Hwang’s work in the operating room and in the lab has focused on the evolutionary basis for how breast cancer progresses. Her lab is also working to identify common biomarkers of cancer progression that in the future could lead to clues in preventing the disease. She also serves on the National Cancer Institute Breast Cancer Steering Committee and the National Comprehensive Cancer Network Breast Cancer Screening and Diagnosis Committee, and is an advocate for cooperative group clinical trials in breast cancer.
Hwang is currently leading a national study evaluating how an oral hormone blocker could treat women with low-risk DCIS that may be fueled by estrogen. She is also the principal investigator of the first large, national trial that will compare the benefits of surgery or monitoring for patients with low-risk DCIS. She and co-investigators hope the trial provides landmark data to help identify the least invasive and most effective treatments for low-risk breast cancer.
“This an important study of more than 1,000 women that asks when it may be appropriate for women diagnosed with DCIS to omit surgery,” Hwang said. “We have assembled a dedicated multidisciplinary team of investigators and patients across the country to address a fundamental question about how we think of cancer and cancer treatment. I am proud that Duke and Duke Surgery provide an environment where we can address such questions.”

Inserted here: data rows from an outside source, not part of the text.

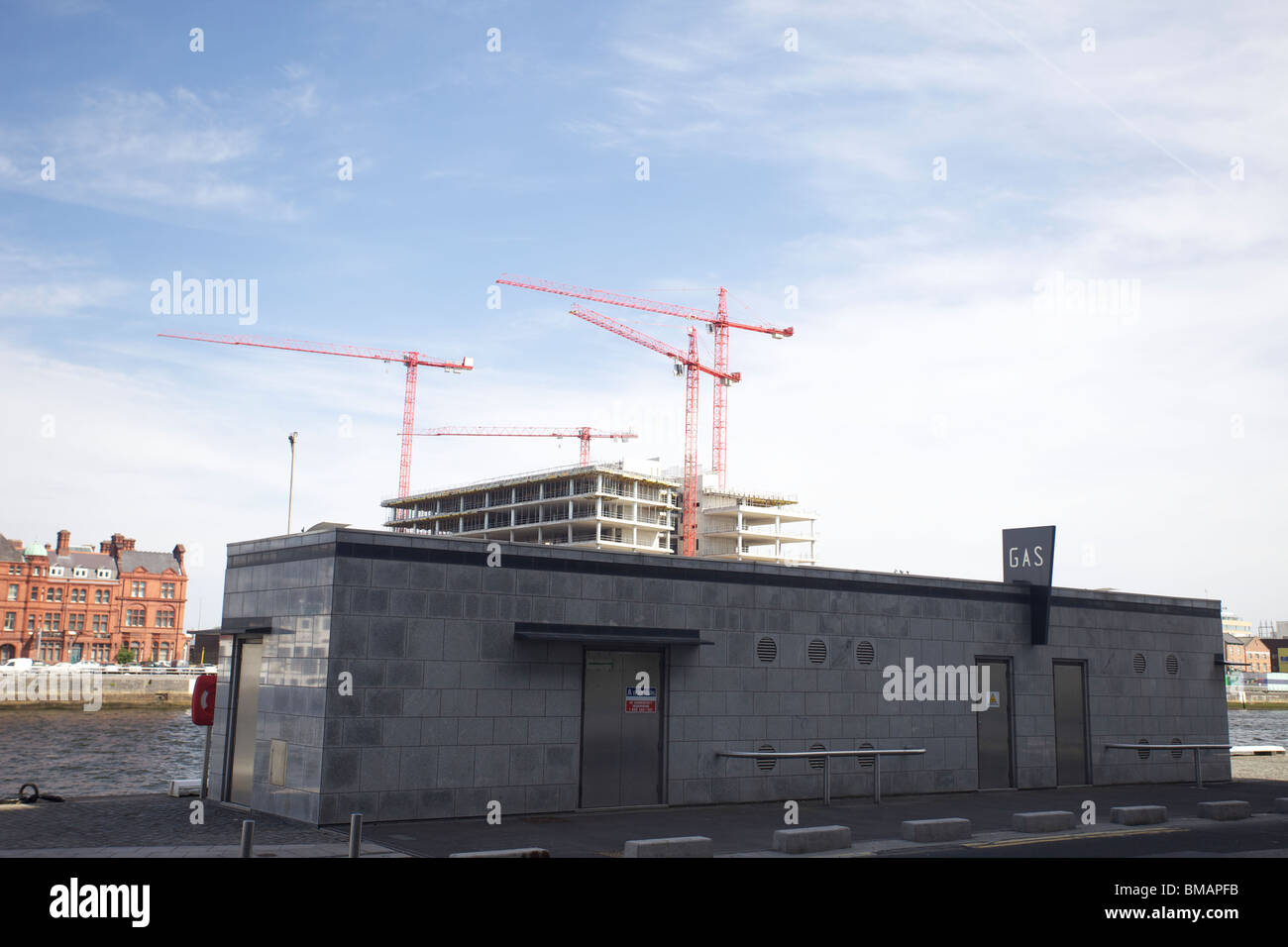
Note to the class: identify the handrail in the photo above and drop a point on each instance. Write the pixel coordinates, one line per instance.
(827, 754)
(1196, 748)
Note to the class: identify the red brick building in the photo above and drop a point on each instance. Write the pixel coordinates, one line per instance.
(69, 603)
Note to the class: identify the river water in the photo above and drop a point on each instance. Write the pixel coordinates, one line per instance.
(71, 753)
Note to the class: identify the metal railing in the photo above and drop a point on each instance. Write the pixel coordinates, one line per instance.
(1196, 748)
(827, 771)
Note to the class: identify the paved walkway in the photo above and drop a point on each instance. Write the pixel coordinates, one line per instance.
(747, 828)
(151, 826)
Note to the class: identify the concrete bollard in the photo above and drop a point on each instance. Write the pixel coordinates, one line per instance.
(681, 847)
(1137, 814)
(814, 839)
(935, 828)
(355, 835)
(1054, 821)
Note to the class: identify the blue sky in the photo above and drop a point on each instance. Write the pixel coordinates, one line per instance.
(931, 395)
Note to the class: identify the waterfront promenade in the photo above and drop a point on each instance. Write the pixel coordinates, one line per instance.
(159, 826)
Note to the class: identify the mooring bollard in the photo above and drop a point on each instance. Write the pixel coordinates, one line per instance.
(355, 834)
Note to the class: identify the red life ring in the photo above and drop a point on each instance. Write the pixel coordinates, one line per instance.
(204, 699)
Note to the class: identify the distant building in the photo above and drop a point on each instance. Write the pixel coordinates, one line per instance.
(64, 603)
(1235, 651)
(1258, 656)
(613, 508)
(1236, 626)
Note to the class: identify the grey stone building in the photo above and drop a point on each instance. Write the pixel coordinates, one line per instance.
(411, 677)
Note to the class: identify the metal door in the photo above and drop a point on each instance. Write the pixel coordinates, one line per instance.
(1070, 724)
(245, 711)
(621, 731)
(993, 728)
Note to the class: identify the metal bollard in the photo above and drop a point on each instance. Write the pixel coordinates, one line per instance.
(355, 835)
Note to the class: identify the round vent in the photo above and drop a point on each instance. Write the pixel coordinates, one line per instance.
(765, 762)
(866, 762)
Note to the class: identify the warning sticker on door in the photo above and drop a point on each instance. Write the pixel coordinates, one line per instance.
(642, 699)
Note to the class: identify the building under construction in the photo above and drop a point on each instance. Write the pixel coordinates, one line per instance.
(612, 506)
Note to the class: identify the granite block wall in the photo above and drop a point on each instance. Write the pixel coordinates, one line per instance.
(446, 709)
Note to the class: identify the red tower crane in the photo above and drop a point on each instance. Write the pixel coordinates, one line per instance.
(412, 360)
(692, 367)
(584, 434)
(717, 322)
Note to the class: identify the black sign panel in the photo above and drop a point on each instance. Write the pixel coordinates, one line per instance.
(1026, 557)
(1026, 554)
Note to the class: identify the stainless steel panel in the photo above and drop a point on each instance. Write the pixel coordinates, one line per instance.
(245, 712)
(993, 731)
(1070, 724)
(619, 750)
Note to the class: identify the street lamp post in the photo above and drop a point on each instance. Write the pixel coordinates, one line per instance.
(290, 496)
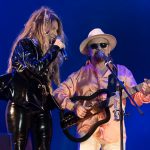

Hwang joins a prestigious roll on the TIME list, which this year honors the activism, innovation and achievement of artists and leaders including Christine Lagarde, Priscilla Chan and Mark Zuckerberg, Ta-Nehisi Coates, Leonardo DiCaprio, Aung San Suu Kyi and Kendrick Lamar. Hwang is the second Duke Cancer Institute physician to be named to the TIME list. In 2013, Kimberly Blackwell, M.D., was an honoree.
A full list of this year’s TIME 100 most influential people will appear in the May 2 issue of the magazine, available on newsstands and tablets on Friday, April 22, and currently online at time.com/time100.